Chow often mentioned being frozen with grief, but this period of mourning didn’t stop him rushing the ‘Bruce Lee, The Man and The Legend’ (1973) documentary into production, nor did it prevent him from distributing ‘Enter the Dragon’ (1973) throughout South-East Asia. It would have seemed the most natural thing in the world for Golden Harvest to resume production of ‘Game of Death’ in 1973. Raymond could have followed Bruce’s notes and used another actor, someone like Don Wong Tao, star of ‘Slaughter in San Francisco’ (1974), to perform the scenes Lee didn’t live to shoot.
Would audiences have accepted someone imitating Bruce Lee? They did when Golden Harvest finally released the Robert Clouse version of ‘Game of Death’. And they got away with that in 1978. Back in 1973, audiences worldwide would have paid to see footage of Bruce painting his house. No-one would have blinked at a film in which another Chinese actor played the lead for those scenes Lee hadn’t lived to shoot.
And, in 1973, Lee’s original ‘Game of Death’ sets could easily have been reassembled on a Golden Harvest studio soundstage. James Tien, Chieh Yuan and the rest of the supporting cast were all still alive and looking pretty much as they had when Bruce filmed them. And they could have used George Lazenby in ‘Game of Death’, rather than ‘Stoner’ (1974), casting him in the role Lee had originally intended for him. Lee Kwan was on hand to play The Locksmith. Throw in Sammo Hung as choreographer and as a Challenger, and “this man’s putting quite a collection together.”
A version completed in 1973 would have been very different from the film they made in 1978. Maybe it would have lacked the gloss of the Robert Clouse film, but a 1973 version, a new Bruce Lee movie released in the wake of ‘Enter the Dragon’ (1973), at the height of the global kung fu craze? That film would have been a huge hit everywhere.
So why didn’t Golden Harvest act sooner? [redacted – to read more: buy the book HERE]
Hong Kong cinema later experienced fascinating challenge similar to the one described above. In 1989, director/producer Tsui Hark put together what he hoped would be a comeback film for his idol, King Hu. The latter had made his name with the ground breaking ‘Come Drink with Me’ (1966), but, when Tsui approached him to direct ‘Swordsman’ (1990), hadn’t made a film for six years.
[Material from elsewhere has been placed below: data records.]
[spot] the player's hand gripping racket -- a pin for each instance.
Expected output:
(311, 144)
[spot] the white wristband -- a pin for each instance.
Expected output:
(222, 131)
Once production began, Tsui realized that King Hu’s fragile health wouldn’t allow him to shoot a wu xia film of this scale. Rather than abandon the project, Tsui employed five other directors, including himself, and urged them to try to channel the spirit of King Hu as they shot their scenes for the film. The fact that there were so many of them meant that no one director could be accused of stealing King Hu’s thunder. Perhaps Raymond Chow should have employed a similar strategy in 1973. He could have coerced Wong Fung (‘Hapkido’ (1972), Cheng Chang-ho (‘King Boxer’ (1972) and perhaps even King Hu (‘A Touch of Zen’ (1971), then starting his career at Golden Harvest, to each shoot one level of the missing pagoda scenes, each channeling the spirit of Bruce Lee as they did so… It was not to be.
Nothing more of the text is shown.